We cranked up the frivolity to 55 funtabs on the frivolometer last week. This week, we’re in danger of breaking through the funtabosphere as we pack in 555 funtabs into the 53rd FFFF!
This one’s for all the eponymomaniacal LITFLers out there… you’ve been warned.
Q1. What is Curtis-Fitz-Hugh syndrome and how many people is it named after?
- The eponym refers to perihepatitis occurring in sexually active females as a result of ascending infection from pelvic inflammatory disease (PID). Chronic peritonitis may ensue. It was originally described as arising from gonococcal infection but may be used regardless of the causative organism.
- It is named after two people – Arthur Hale Curtis and Thomas Fitz-Hugh, Jr.
- Some consider it an ‘end of the bed’ diagnosis: anecdotally, the presence of RUQ pain in a female with a tattoo, umbilical piercing and a black G-string is pathognomic. Some consider those who consider it an end-of-the-bed diagnosis as worthy of a punch on the nose…
- They both have eponymous diseases named after them in conjunction with Marchiafava.
- Marchiafava-Bignami sydrome is necrosis of the corpus callosum in the chronic alcoholic whereas Marchiafava-Micheli syndrome is better known as paroxysmal nocturnal hemoglobinuria (an intracorpuscular defect that affects young adults and results in hemolysis during the night).
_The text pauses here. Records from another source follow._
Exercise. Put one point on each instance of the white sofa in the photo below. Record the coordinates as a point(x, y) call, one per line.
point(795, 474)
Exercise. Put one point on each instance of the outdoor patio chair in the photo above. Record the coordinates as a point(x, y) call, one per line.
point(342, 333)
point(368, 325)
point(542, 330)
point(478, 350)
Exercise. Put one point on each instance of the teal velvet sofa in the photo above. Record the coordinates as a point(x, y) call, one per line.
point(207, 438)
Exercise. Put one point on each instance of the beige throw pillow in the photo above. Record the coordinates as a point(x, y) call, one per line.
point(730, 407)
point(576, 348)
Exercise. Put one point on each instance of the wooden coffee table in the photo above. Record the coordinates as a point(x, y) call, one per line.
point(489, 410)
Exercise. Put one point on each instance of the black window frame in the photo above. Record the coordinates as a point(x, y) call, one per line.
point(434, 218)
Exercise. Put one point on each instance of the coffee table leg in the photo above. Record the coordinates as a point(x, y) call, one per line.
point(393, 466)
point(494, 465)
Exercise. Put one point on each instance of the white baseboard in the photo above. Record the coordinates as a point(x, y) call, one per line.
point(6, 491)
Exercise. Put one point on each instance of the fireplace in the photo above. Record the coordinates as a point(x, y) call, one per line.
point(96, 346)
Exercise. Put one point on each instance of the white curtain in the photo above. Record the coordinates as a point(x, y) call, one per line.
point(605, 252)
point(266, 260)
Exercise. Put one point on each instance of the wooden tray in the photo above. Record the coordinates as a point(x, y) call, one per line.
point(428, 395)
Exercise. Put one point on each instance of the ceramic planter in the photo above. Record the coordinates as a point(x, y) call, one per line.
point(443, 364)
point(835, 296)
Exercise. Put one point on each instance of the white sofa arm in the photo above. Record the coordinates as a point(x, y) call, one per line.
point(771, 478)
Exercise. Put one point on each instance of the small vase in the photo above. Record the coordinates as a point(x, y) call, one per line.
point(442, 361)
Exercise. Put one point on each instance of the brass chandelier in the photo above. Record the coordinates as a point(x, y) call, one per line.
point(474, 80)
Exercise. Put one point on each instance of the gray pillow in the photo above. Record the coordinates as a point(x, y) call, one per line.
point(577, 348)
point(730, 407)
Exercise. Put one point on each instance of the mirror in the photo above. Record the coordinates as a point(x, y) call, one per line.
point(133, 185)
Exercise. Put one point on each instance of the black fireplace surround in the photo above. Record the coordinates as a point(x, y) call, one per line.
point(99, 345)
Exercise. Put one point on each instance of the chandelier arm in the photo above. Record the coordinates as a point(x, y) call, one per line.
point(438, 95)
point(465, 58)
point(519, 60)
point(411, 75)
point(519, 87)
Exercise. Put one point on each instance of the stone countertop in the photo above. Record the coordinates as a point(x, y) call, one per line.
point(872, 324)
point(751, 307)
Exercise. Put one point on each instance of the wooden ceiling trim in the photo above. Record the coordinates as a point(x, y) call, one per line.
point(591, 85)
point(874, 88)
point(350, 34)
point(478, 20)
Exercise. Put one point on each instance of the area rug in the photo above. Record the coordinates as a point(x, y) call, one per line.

Q3. What is May-Thurner syndrome?
- Although the anatomical relationship is normal, May-Thurner syndrome results when there is clinically significant compression of the left iliac vein by the artery which crosses over it. It may mimic a proximal deep vein thrombosis.
- Yet again Stigler’s law prevails, the syndrome was actually first described by James Playfair McMurrich (1859-1939), professor of anatomy at the University of Michigan, in 1908.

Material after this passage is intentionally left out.